South Korean president wraps up 3-day visit to the North

The two leaders of North and South Korea visited Mount Baektu as a finale.

SEOUL, South Korea -- South Korean President Moon Jae-in Thursday reaffirmed North Korean leader Kim Jong Un’s determination to comply with complete, verifiable and irreversible denuclearization, after returning from a three-day summit with Kim in the North.

Although specifics were not included in a joint statement the two released Wednesday, Moon said Thursday he thought Kim would even demolish additional nuclear and missile facilities that already exist if the United States reciprocates in step-by-step stages.

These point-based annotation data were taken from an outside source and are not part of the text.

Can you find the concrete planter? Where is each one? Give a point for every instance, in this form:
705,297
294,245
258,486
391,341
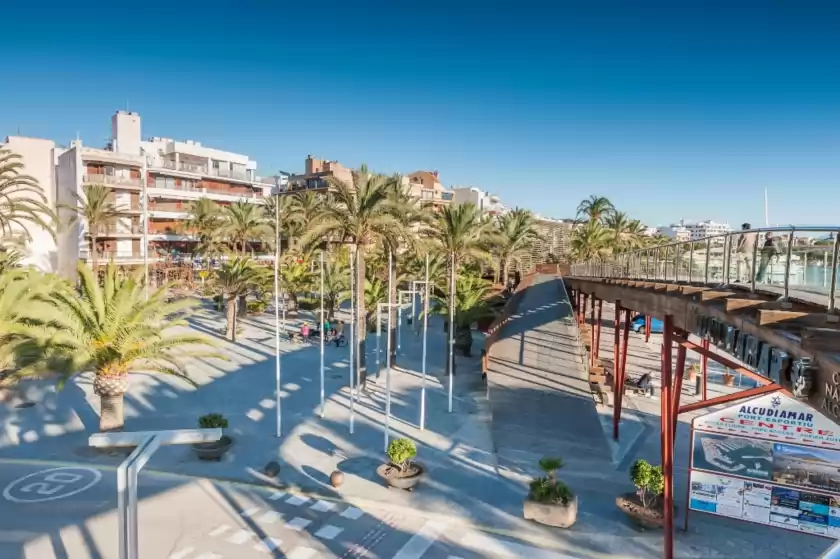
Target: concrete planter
405,483
213,451
557,515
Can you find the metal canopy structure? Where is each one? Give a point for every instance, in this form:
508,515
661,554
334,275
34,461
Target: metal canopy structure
672,377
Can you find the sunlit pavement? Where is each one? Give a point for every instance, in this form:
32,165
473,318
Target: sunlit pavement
70,512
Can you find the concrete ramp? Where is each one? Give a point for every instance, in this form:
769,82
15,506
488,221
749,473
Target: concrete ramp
539,393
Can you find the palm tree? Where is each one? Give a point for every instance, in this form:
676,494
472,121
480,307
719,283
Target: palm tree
362,215
589,240
462,235
516,235
96,208
295,278
22,200
376,292
310,205
204,221
243,222
111,331
471,305
234,279
336,281
595,208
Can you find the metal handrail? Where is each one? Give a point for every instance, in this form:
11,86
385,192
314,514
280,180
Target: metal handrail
723,262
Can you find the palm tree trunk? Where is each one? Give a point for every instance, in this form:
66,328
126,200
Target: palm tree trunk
93,253
111,412
361,324
231,319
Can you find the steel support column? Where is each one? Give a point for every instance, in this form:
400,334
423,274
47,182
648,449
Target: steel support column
667,438
618,381
704,365
597,349
625,343
678,378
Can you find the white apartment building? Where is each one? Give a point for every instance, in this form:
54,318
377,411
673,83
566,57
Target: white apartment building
38,159
486,202
703,229
153,183
676,232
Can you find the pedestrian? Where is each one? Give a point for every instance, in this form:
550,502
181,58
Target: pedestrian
769,250
744,250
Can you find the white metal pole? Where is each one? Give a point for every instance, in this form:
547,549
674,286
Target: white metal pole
388,360
321,327
451,328
144,180
378,332
277,314
425,330
352,343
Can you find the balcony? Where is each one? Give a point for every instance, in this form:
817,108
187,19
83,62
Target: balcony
113,180
114,229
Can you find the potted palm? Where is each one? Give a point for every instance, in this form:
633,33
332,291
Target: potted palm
644,506
401,471
234,279
216,449
109,331
549,500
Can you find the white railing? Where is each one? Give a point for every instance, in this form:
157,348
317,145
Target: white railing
802,258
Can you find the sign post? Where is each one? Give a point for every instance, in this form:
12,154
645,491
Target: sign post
146,443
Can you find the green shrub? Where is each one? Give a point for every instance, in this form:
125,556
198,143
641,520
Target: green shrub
548,489
649,481
212,420
256,306
400,452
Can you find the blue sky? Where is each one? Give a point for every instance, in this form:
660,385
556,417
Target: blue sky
670,109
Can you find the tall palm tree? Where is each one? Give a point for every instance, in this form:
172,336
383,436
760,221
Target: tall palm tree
336,281
96,208
243,222
516,235
589,240
111,331
461,234
471,305
233,280
22,200
296,277
205,217
594,208
361,214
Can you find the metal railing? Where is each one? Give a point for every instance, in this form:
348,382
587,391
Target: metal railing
93,178
779,260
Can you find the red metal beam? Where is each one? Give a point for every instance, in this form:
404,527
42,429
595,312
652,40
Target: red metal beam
678,378
618,381
734,397
667,438
592,349
625,343
728,363
598,332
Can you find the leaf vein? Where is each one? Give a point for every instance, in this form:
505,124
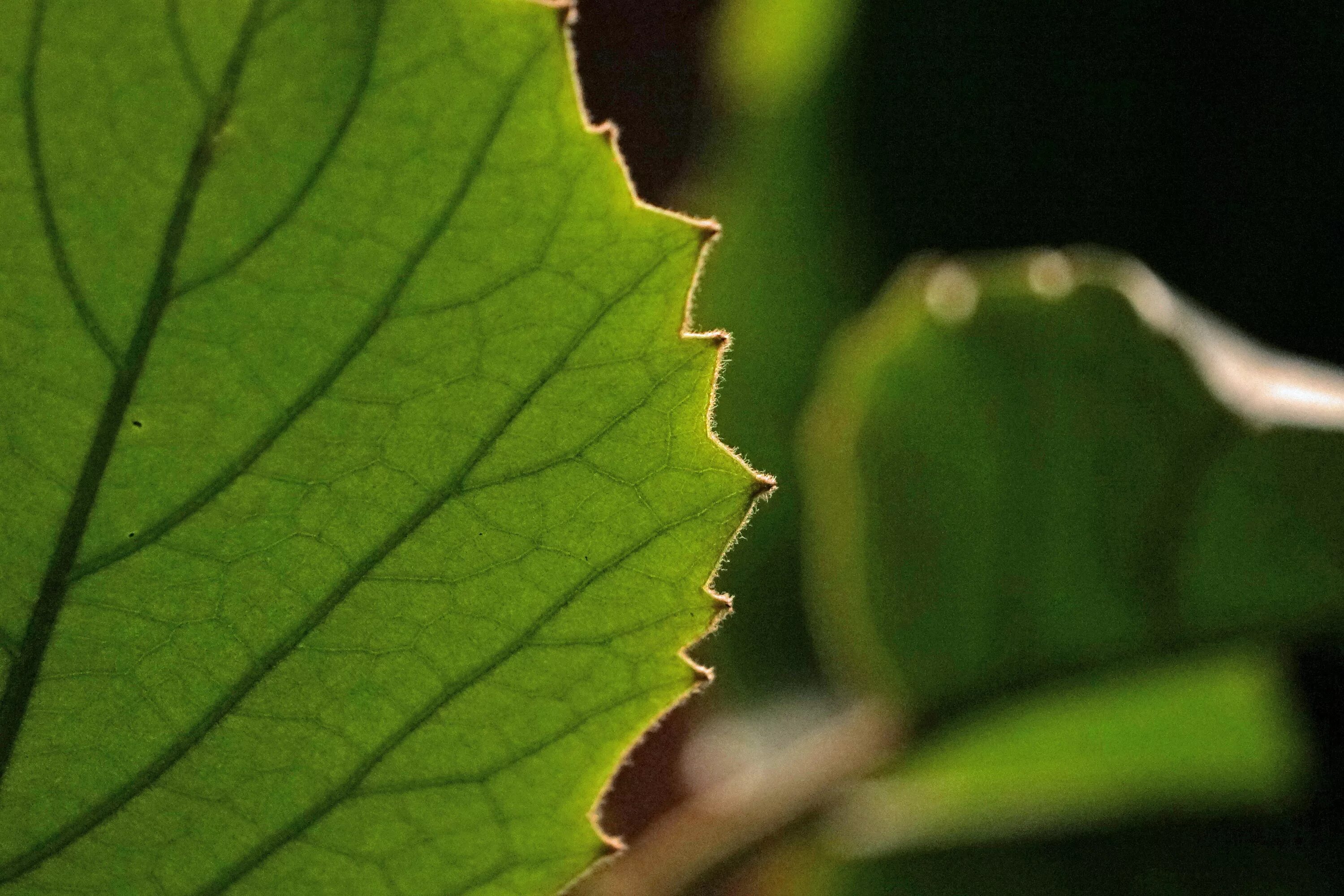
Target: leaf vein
42,193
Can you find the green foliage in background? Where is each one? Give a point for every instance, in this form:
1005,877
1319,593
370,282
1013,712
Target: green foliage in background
1030,520
788,269
1007,485
357,492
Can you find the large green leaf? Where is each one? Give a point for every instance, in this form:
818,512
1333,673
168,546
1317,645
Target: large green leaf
357,492
1014,477
789,268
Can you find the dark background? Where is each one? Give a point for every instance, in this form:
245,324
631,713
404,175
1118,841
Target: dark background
1205,139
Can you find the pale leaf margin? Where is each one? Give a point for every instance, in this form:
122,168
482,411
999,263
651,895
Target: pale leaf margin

What North Korea wants in return for dismantling the missile engine test site and launchpad in Tongchang-ri and shutting down the Yongbyon nuclear plant is a “political declaration” that war has ended, Moon said. By that, “the U.S. would guarantee regime safety, end hostile policies, then establish a new relationship” between Pyongyang and Washington, Moon told reporters on arrival back to Seoul Thursday.

Moon will now gear up for his voyage to New York to attend the United Nations General Assembly next week.

Moon and his wife spent a lot of time with Kim and his wife during the trip to Mount Baektu, considered the most sacred and symbolic mountain of the Korean nation.

Moon had said repeatedly that it was his longtime dream to trek up Mount Baektu. The South's presidential office announced Wednesday that the two leaders' visiting Mount Paektu represents the "80 million Korean people combined."

Moon left early Wednesday morning from Paekhwawon guest house and was escorted by Kim Yong Nam, head of North Korea's parliament. Tens of thousands of Pyongyang citizens lined the streets, again dressed in colorful national costumes, waving flowers and peninsula flags and North Korean flags high in the air.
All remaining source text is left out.